THE CITY OF MANILA ETC., ET AL. v. HON. CARIDAD H. GRECIA-CUERDO ETC., ET AL


PERALTA, J.:

NATURE:
This is a special civil action for certiorari under Rule 65 of the Rules of Court seeking to reverse and set aside the Resolutions 1 dated April 6,
2006 and November 29, 2006 of the Court of Appeals.

FACTS:
Petitioner City of Manila, through its treasurer, petitioner Liberty Toledo, assessed taxes for the taxable period from January to December
2002 against the private respondents.In addition to the taxes purportedly due from private respondents pursuant to Section 14, 15, 16, 17 of
the Revised Revenue Code of Manila (RRCM), said assessment covered the local business taxes. private respondents were constrained to
pay the P 19,316,458.77 assessment under protest.
On January 24, 2004, private respondents filed before the RTC of Pasay City the complaint denominated as one for Refund or Recovery of
Illegally and/or ErroneouslyCollected Local Business Tax, Prohibition with Prayer to Issue TRO and Writ of Preliminary Injunction
The RTC granted private respondents application for a writ of preliminary injunction.

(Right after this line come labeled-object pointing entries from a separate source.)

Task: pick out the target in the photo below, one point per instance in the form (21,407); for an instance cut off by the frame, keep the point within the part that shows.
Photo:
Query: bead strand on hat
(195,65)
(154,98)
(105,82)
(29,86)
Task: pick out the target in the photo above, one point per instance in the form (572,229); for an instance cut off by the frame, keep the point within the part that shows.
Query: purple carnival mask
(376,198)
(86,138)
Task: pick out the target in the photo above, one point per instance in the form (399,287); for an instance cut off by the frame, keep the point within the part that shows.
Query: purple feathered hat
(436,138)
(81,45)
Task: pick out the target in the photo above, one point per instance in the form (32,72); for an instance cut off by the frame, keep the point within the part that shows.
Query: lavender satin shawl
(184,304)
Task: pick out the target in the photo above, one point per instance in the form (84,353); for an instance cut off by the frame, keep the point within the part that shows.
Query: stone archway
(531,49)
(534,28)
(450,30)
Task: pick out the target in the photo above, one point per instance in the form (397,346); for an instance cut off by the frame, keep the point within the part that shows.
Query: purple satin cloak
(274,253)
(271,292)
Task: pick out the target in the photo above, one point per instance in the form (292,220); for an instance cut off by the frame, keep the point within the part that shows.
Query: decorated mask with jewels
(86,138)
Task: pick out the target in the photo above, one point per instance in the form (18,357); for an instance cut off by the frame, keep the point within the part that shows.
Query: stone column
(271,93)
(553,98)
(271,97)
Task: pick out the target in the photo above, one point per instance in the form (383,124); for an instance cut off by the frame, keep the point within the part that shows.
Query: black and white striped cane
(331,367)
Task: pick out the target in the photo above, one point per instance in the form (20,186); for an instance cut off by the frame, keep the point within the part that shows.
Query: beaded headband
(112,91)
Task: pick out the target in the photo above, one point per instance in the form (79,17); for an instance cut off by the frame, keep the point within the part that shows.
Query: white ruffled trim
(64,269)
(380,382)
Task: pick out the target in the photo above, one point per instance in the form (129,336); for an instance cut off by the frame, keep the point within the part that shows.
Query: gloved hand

Petitioners filed a Motion for Reconsideration 4 but the RTC denied. Petitioners then filed a special civil action for certiorari with the CA but the
CA dismissed petitioners petition for certiorari holding that it has no jurisdiction over the said petition. The CA ruled that since appellate
jurisdiction over private respondents complaint for tax refund, which was filed with the RTC, is vested in the Court of Tax Appeals (CTA),
pursuant to its expanded jurisdiction under Republic Act No. 9282 (RA 9282), it follows that a petition for certiorari seeking nullification of an
interlocutory order issued in the said case should, likewise, be filed with the CTA.
Petitioners filed a Motion for Reconsideration, 7 but the CA denied it in its Resolution hence, this petition

ISSUE:
Whether or not the CTA has jurisdiction over a special civil action for certiorari assailing an interlocutory order issued by the RTC in a local
tax case.

HELD:
The CTA has jurisdiction over a special civil action for certiorari assailing an interlocutory order issued by the RTC in a local tax case. In order
for any appellate court to effectively exercise its appellate jurisdiction, it must have the authority to issue, among others, a writ of certiorari. In
transferring exclusive jurisdiction over appealed tax cases to the CTA, it can reasonably be assumed that the law intended to transfer also
such power as is deemed necessary, if not indispensable, in aid of such appellate jurisdiction. There is no perceivable reason why the
transfer should only be considered as partial, not total.
Consistent with the above pronouncement, the Court has held as early as the case of J.M. Tuason & Co., Inc. v. Jaramillo, et al. [118 Phil.
1022 (1963)] that if a case may be appealed to a particular court or judicial tribunal or body, then said court or judicial tribunal or body has
jurisdiction to issue the extraordinary writ of certiorari, in aid of its appellate jurisdiction. This principle was affirmed in De Jesus v. Court of
Appeals (G.R. No. 101630, August 24, 1992) where the Court stated that a court may issue a writ of certiorari in aid of its appellate
jurisdiction if said court has jurisdiction to review, by appeal or writ of error, the final orders or decisions of the lower court.